If the eagle serves as a repository for nationalism and empire, matters of this world in the geopolitical sense, the Simurgh helps us unlock an empire of senses and the dominion of the other-worldly: from the affective to the extractive. On the one hand stands the eagle, demoted in modern times to a secular symbol of vulgar nationalism as is the case in Poland but also Germany, the US and countless other nations, a short-hand of sorts for machismo and other unsavory ideas. On the other, Simurgh a metaphysical creature and allegory for spiritual elevation and self-knowledge, who is often depicted as flaming if not entirely gender-fluid.
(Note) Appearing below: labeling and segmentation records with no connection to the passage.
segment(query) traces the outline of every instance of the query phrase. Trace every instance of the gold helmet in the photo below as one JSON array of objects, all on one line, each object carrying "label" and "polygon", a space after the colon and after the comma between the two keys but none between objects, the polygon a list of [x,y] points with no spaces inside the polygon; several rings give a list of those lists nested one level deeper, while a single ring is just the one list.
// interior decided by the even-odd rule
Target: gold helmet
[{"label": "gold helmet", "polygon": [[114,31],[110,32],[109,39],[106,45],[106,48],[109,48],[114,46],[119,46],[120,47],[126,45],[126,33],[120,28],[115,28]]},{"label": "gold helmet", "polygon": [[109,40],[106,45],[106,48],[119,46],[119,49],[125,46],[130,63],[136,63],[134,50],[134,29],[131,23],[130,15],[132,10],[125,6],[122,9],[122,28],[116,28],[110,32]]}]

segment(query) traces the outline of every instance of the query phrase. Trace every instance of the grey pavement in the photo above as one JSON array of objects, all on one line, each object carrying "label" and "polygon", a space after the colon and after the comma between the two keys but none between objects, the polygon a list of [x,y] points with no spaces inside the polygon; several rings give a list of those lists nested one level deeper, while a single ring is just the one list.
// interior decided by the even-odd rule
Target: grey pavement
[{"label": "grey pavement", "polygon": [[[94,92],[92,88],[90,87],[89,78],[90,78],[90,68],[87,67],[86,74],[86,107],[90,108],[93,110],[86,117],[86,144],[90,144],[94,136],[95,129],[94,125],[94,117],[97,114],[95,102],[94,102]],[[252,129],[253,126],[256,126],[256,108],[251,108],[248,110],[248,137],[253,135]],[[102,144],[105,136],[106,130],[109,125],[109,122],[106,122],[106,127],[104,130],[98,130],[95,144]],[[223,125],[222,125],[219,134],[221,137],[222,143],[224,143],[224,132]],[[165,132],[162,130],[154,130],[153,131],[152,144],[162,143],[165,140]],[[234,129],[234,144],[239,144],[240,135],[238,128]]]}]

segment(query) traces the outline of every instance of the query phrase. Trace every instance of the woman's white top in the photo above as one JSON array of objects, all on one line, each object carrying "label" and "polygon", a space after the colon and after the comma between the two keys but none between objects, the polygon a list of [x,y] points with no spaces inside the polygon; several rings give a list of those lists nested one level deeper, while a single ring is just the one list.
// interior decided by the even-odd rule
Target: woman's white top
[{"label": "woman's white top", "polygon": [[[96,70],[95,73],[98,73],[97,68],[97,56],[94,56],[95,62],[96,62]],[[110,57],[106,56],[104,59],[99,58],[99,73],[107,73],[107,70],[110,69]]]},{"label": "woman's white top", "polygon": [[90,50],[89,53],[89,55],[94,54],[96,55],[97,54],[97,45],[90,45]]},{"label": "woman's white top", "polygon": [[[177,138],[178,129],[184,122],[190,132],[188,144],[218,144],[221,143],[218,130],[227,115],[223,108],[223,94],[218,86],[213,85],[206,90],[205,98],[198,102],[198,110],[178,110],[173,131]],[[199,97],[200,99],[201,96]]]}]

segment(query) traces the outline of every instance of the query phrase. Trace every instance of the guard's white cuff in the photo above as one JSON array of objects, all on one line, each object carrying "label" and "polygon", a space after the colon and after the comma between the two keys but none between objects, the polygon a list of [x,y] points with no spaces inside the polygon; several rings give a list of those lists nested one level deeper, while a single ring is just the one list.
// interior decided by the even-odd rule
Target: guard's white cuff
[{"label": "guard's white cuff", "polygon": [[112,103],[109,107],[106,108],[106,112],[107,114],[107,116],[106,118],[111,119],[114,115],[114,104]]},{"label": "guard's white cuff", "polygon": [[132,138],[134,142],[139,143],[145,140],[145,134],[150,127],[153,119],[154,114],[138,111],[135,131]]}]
A winged creature, mainly female, who has witnessed the destruction of the world three times over, the western-most example of Simurgh exists in Ukraine and extends eastwards to the Uyghur region in China.
Through the juxtaposition of the Eagle and the Simurgh, Slavs and Tatars offer a speculative history, an alter-ego of contemporary societies which face scorching dilemmas about national identity and nationalism. By ‘translating’ the eagle into a Simurgh, the collective expands the limited worldview of Broodthaers’ original and pioneering institutional critique to include an often over-looked region (Central Asia and Caucasus) sandwiched between fading, former and/or revanchist empires (Russian, Ottoman, Persian.
With the ability to fly, to travel, to sing, birds have long enchanted humans as symbols of liberation, from Aristophanes The Birds(Ornithes) to Farid ud-Din Attar’s The Conference of the Birds. Attar’s 12th century masterpiece famously stages an epic journey of several birds in search of the Simurgh. The literary device encapsulates the essence of democracy as a system that honors the voice of the individual while emphasizing the importance of collective decision-making, sharing and action.
Works from this new cycle will be featured in museum shows in 2025 in Germany (Kunsthalle Baden Baden) and France (Frac, Pays de la Loire).